Marie-Thérèse Chappaz, elle, met en avant sa finesse : « Si on la vinifie bien, avec des rendements raisonnables, la Dôle est d’une grande élégance. Le Pinot apporte la finesse tanique et le Gamay la fraîcheur. C’est un vin de convivialité, sans lourdeur, qui laisse place au moment. On ne peut pas boire tous les jours des vins puissants, comme on ne peut manger tous les jours de la chasse.

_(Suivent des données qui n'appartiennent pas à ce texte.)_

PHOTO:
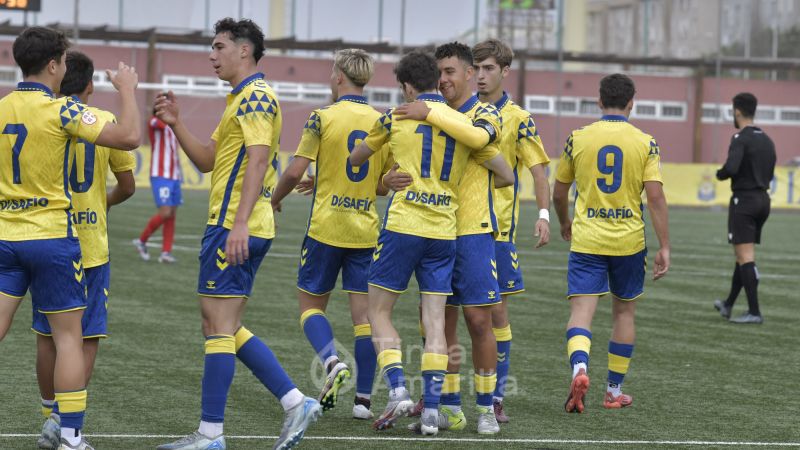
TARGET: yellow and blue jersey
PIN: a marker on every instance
(476, 212)
(35, 156)
(436, 163)
(87, 181)
(522, 148)
(343, 210)
(252, 117)
(609, 161)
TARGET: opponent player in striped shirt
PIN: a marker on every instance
(343, 224)
(165, 181)
(522, 147)
(39, 248)
(87, 182)
(475, 286)
(419, 229)
(242, 156)
(611, 162)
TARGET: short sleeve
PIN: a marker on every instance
(565, 172)
(530, 149)
(652, 168)
(79, 121)
(256, 117)
(311, 138)
(380, 132)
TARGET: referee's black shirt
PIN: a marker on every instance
(751, 160)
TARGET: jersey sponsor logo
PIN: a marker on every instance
(427, 198)
(359, 204)
(87, 217)
(23, 203)
(88, 118)
(609, 213)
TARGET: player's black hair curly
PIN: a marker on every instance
(746, 103)
(35, 47)
(457, 49)
(418, 68)
(80, 70)
(243, 29)
(616, 90)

La Dôle est comme un beau plat de pâtes ou de risotto : simple, juste, convivial. »
Dôle tout terrain : de l’apéritif au dessert
Côté cuisine, Gilles Varone partage cet attachement à la Dôle et à ses racines. Pour lui, la Dôle évoque le Pinot noir, mais en plus complexe. L’assemblage avec le Gamay lui apporte fraîcheur et vivacité, tandis que le Pinot noir apporte sa finesse aromatique. « Une Dôle accompagne très bien une volaille en sauce, comme un poulet au vin jaune. Pour moi, le vin doit rester en accompagnement, sans dominer le plat », ajoute le jeune chef récemment récompensé d’une deuxième étoile Michelin et d’une étoile verte pour son engagement éco-responsable. En clin d’œil au patrimoine vigneron valaisan, il créerait volontiers un plat signature : « Je l’imagine accompagnant un dessert ancien, le Sii de Savièse, à base de pain sec mariné dans la Dôle, servi avec un peu de crème acidulée ». Préparé avec peu de moyens, mais beaucoup de cœur.

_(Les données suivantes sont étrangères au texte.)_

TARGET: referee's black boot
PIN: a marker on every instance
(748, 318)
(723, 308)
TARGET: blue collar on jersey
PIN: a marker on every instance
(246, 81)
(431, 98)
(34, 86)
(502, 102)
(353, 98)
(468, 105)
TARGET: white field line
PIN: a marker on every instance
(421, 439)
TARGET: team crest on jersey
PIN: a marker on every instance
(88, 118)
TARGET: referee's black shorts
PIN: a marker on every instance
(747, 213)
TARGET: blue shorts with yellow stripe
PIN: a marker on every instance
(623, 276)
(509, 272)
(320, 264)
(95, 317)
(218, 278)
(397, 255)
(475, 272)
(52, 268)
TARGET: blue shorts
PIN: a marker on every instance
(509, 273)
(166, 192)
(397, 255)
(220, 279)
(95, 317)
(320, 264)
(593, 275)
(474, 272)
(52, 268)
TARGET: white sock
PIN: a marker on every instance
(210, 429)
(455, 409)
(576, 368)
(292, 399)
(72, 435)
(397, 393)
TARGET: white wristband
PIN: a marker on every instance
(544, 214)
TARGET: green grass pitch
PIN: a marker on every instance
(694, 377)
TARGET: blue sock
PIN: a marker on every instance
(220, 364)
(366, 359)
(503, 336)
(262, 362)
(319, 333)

« Les gens reviennent à des vins faciles, gouleyants, de plaisir, observe Samuel Panchard. Ce sont des vins qui se boivent avec le sourire. » Souple, accessible et polyvalente, la Dôle peut accompagner un repas de l’apéritif au dessert — un atout précieux pour les restaurateurs. Loin d’avoir disparu, ce vin valaisan n’a jamais cessé de trouver sa place à table.
Photo: Olivier Maire
Deux Dôles emblématiques, deux styles, un même esprit
Dôle Domaines des Chevaliers
Assemblage historique, elle a porté les couleurs du Valais dans le monde — jusqu’aux cartes de Swissair. « Elle a représenté le terroir et le savoir-faire suisse », rappelle l’œnologue Samuel Panchard, qui la vinifie. Médaillée d’or à la Sélection des Vins du Valais, elle séduit par sa robe rubis, ses notes de framboise, fraise et cassis, et sa bouche ample et harmonieuse. Polyvalente, elle s’apprécie aussi bien avec une planchette qu’avec les plats du terroir.

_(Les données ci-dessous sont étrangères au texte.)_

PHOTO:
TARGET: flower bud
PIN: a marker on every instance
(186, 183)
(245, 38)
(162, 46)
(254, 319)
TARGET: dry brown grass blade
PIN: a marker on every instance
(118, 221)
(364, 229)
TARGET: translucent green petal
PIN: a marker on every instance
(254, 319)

Dôle La Liaudisaz — Marie-Thérèse Chappaz
Portant le nom du domaine, elle incarne l’esprit traditionnel de la Dôle : 80 % Pinot, 20 % Gamay. Au nez, des petits fruits rouges, une touche de raisinée, de bruyère et un léger fumé typique du Valais. La bouche révèle fraîcheur, tension et finesse, loin des vins ronds : un rouge vivant, soyeux, dynamique, pensé pour accompagner un repas sans l’alourdir — et qu’on a plaisir à resservir.